Is QR code still alive?

What is QR code?

A QR code, which stands for “quick response”, is a code or a barcode on steroids. When an individual scans or takes a photo of a QR code, it will prompt the user to visit a link (that is associated with the QR code). This link is typically a website where the user can find the information that is needed, or sign up for an event, etc. QR codes can be created easily with commercial software including QR code monkey, and the QR code generator, among other available legitimate sources. 

QR codes are characterized by a two-dimensional pattern of black and white dots. This pattern enables people to embed 200 times more information than a standard barcode.

QR codes can include URLs, phone numbers, or up to 4000 characters of text. There are several things a QR code can be used and these include sending and receiving payment information, authenticating online accounts and login details, and a link to an app store (e.g., Apple Store or Google Play).

Hubspot has a blog that lists the steps in creating QR codes. QR codes are a convenient way for marketers to spread awareness about their website or to ask consumers to sign up for something.  However, there have been concerns over the security of QR codes. 

Origin of QR Codes

QR code was developed by Japanese company known as Denso Wave (a Toyota subsidiary). The purpose of creating the QR code was to create a more accurate way to track vehicles and parts during the manufacturing process.  

QR codes are very prevalent in Japan these days. Companies are increasingly turning to QR codes to access information, and more recently to pay for goods and services. QR codes can be found on subway doors, LINE apps, commercial ad banners and many more. 

Security Concerns of QR codes

According to Kaspersky, QR codes are vulnerable to attackers as malicious URLs containing custom malware can be embedded into the QR code. It is also possible to embed a malicious URL into a QR code that directs to a phishing site, where unsuspecting users could disclose personal or financial information. 

Since humans are not able to read the QR codes, it is easy for attackers to alter a QR to point users to a site without being detected. While many people are aware that QR codes can open a URL, there are other actions that a QR code can initiate on a user’s device. 
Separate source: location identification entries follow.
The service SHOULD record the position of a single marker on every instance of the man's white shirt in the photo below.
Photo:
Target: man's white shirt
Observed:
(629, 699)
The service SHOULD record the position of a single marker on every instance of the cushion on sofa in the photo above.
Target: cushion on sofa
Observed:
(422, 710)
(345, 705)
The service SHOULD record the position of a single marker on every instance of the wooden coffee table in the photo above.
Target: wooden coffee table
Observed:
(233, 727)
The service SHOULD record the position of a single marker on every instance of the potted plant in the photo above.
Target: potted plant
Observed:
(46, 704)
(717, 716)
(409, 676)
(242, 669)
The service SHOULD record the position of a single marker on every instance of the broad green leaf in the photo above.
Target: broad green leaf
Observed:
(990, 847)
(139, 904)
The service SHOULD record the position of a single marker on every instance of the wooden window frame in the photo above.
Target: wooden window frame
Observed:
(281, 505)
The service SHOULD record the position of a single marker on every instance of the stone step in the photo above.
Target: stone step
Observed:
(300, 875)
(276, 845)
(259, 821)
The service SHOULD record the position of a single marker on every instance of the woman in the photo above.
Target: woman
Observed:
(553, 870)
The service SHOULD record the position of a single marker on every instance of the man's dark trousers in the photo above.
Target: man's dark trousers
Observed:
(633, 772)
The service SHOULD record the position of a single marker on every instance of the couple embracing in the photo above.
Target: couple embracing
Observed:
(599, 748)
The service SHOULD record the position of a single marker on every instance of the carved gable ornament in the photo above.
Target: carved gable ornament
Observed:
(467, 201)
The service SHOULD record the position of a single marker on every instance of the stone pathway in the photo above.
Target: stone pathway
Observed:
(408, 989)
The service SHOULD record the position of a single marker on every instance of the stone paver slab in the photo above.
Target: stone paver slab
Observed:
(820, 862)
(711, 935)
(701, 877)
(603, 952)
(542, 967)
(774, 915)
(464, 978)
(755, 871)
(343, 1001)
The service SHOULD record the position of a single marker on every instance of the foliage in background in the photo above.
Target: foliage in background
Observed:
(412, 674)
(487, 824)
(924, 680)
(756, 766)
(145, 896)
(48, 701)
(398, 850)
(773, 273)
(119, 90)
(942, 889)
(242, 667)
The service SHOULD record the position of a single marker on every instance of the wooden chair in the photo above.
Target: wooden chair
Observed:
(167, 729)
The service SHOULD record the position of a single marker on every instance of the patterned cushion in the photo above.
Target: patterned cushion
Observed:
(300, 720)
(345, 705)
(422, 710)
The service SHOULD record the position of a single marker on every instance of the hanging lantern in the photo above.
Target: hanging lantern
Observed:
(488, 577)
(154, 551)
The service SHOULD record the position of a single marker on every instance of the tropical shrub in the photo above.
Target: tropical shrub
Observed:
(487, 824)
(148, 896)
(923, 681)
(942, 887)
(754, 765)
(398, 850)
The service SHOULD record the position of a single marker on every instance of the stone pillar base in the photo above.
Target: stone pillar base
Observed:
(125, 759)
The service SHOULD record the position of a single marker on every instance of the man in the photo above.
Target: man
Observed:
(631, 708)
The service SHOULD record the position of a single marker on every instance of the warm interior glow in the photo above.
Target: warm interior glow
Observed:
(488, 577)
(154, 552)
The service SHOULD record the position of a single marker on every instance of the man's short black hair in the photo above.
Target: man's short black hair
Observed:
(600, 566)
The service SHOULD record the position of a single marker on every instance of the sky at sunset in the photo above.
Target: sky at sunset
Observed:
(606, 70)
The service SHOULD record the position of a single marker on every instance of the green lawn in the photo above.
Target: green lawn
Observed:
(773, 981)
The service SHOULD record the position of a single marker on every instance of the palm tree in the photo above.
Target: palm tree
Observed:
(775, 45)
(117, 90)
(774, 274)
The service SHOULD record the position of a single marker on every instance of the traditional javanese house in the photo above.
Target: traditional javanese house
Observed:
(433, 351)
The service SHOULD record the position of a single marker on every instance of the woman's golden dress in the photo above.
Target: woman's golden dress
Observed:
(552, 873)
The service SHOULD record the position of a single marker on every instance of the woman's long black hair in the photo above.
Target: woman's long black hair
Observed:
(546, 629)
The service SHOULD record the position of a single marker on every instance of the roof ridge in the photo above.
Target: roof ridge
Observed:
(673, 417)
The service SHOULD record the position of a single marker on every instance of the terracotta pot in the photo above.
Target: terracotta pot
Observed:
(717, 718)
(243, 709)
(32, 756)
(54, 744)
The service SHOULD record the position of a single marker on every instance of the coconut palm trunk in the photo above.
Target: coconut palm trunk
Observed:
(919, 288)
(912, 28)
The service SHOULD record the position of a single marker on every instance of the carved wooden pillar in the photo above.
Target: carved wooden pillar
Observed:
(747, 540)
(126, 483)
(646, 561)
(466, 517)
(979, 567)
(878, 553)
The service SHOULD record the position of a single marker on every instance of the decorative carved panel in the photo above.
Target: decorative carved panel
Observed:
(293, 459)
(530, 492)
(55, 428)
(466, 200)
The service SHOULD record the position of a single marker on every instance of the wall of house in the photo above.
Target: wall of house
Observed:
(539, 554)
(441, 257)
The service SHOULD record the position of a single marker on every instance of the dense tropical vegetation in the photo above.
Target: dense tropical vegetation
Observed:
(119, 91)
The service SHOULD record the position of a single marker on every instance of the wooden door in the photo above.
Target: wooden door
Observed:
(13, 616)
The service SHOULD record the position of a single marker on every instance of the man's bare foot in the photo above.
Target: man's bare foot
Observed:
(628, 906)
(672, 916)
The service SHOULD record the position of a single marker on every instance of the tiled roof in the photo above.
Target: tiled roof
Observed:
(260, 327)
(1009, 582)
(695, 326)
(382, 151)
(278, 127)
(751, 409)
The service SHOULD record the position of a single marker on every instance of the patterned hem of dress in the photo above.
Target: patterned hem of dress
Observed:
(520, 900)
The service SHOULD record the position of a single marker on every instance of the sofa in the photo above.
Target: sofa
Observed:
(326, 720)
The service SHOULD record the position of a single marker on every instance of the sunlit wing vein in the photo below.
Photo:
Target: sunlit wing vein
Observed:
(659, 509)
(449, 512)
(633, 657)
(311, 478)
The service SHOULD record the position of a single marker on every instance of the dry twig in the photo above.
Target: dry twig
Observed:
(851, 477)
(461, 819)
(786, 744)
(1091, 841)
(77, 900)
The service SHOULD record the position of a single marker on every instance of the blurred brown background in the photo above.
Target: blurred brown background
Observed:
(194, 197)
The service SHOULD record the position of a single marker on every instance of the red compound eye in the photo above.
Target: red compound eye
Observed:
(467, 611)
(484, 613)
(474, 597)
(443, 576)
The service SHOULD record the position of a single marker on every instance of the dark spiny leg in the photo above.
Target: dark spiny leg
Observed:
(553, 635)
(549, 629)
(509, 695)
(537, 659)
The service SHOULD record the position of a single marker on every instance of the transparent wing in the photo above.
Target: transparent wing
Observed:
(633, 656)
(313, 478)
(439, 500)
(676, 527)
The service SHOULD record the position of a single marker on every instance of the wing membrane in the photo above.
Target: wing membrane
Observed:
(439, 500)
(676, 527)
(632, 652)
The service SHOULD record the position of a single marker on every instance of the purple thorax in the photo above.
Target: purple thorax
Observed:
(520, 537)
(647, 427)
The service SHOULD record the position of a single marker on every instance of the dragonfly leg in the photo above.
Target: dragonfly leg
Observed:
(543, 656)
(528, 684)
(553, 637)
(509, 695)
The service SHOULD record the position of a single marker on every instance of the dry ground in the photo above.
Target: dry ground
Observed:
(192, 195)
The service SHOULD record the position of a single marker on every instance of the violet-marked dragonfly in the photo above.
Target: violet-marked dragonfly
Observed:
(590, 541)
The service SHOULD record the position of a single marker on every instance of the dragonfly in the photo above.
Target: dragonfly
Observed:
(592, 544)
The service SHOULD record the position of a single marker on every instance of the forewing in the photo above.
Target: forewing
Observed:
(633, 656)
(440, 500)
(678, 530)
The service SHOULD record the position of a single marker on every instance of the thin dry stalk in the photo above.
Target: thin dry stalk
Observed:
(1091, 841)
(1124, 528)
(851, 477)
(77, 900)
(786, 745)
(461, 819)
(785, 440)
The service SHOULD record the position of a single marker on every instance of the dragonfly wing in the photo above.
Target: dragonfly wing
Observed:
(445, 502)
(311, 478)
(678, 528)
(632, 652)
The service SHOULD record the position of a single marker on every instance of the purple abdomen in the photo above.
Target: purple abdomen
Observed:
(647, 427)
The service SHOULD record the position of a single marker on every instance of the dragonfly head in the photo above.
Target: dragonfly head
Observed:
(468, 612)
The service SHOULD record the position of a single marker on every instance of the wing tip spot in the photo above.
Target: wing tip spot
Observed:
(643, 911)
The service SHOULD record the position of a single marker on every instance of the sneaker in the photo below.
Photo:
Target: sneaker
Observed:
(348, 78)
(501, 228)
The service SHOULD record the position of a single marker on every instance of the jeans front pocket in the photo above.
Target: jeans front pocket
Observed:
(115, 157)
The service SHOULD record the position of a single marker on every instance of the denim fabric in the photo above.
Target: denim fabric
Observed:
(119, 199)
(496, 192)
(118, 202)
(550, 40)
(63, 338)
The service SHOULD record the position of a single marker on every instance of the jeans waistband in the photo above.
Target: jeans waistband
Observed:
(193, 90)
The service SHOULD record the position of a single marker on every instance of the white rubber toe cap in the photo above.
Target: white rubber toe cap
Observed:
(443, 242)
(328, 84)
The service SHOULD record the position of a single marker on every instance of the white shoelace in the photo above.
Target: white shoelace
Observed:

Attackers could disguise malicious QR codes with legitimate QR codes. Users who are not aware of the malicious link could be led to a page that results in compromising the device or a spoofed login page to steal user credentials. 

QR code and Data

QR codes that are generated by QR generator do not collect personally identifiable information. The data it collects is limited to the users’ location, the number of times the code has been scanned, the time it was scanned, and the operating system of the smartphone used (e.g., Andriod).

How to Read a QR code

QR codes are fairly easy to “read”. QR codes are typically for smartphones or tablets. 

1) Open up the camera app

2) Hover over the QR code with your camera app turned on

3) A pop-up link will be displayed. 

By clicking on this link, it will take you to the destination of the URL. However, please be careful clicking any links. Don’t click the link unless you are certain that the website is a secured website. 

Tips on to Avoid QR code Scams

Every technology invention has the intention to serve the community well. However, there are always people who abuse the convenience of such an innovation. There are several tips to make sure that you don’t become a victim of a QR code scam:

1. Do not open any links from strangers. Always be skeptical about the links. Unless it is directly from a person that you know, don’t access the link. 

2. If it is for a payment method.  Try an alternative payment method that you feel more comfortable with. Website online bill pay is less susceptible to fraud because mobile devices are generally less secured. 

3. Contact the person who sends you the QR code. When in doubt, always ask. Sometimes we receive scam texts or people who disguise to be our friends or family. Contact those people first and make sure they did send you the text message with the QR code. 

4. Strange-looking QR codes. According to McAfee, if you see any sign of altering or placement that looks slapdash or strange looking, do not scan the code. 

5. Lastly, install mobile security. Just like our laptops and desktops, it is always a good idea to install online protection for your mobile devices

That's it!

Sounds scary? It shouldn’t be. When you are an informed user, you will be more confident in accessing any type of URL and link. Remember, when in doubt, double-check the source. Sometimes, convenience is not always good. There are always two sides to a coin, some people will make things better for others, and some people will do the opposite.